Using molecular simulations to understand allosteric inhibition of the Hepatitis C viral polymerase
Dr. Ian Thorpe
The general term "allostery" is often used to refer to processes which allow an event at one location in a macromolecule (such as a protein) to alter the properties of another location in that macromolecule. Allostery is important because it allows macromolecules such as proteins to sense and respond to their environment, providing a way to regulate their functional characteristics. Thus, understanding the physical principles which underlie allostery can be of significant utility in understanding how proteins and other macromolecules function. Allostery can occur because distant regions of a macromolecule are structurally connected, potentially allowing information to be communicated over long distances within the molecule. Allosteric inhibitors of the RNA-dependent RNA polymerase (RdRp) found in Hepatitis C Virus (HCV) have been identified which bind to the enzyme distant from the site of catalysis. The manner in which these ligands inhibit the enzyme is not well understood.
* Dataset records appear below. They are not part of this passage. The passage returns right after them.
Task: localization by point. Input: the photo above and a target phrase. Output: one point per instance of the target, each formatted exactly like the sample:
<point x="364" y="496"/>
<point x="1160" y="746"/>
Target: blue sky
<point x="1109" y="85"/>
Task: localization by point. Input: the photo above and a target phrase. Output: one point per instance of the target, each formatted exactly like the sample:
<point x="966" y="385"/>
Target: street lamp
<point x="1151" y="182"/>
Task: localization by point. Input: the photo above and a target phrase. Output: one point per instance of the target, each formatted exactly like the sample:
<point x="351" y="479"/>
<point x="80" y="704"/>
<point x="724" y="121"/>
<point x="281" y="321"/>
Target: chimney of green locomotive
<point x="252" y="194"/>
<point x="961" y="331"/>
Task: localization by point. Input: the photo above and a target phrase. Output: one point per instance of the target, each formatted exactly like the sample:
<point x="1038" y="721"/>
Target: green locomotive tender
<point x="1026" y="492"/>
I will describe efforts in my research group to understand the link between ligand binding and allosteric inhibition in RdRp by using molecular simulation methods to describe the structure and dynamics of this enzyme. The knowledge gained as a result of this study can improve our understanding of allosteric regulation of enzyme function and the manner in which the process may be modulated by small molecules. In addition, these studies may foster the development of new treatments for HCV infections.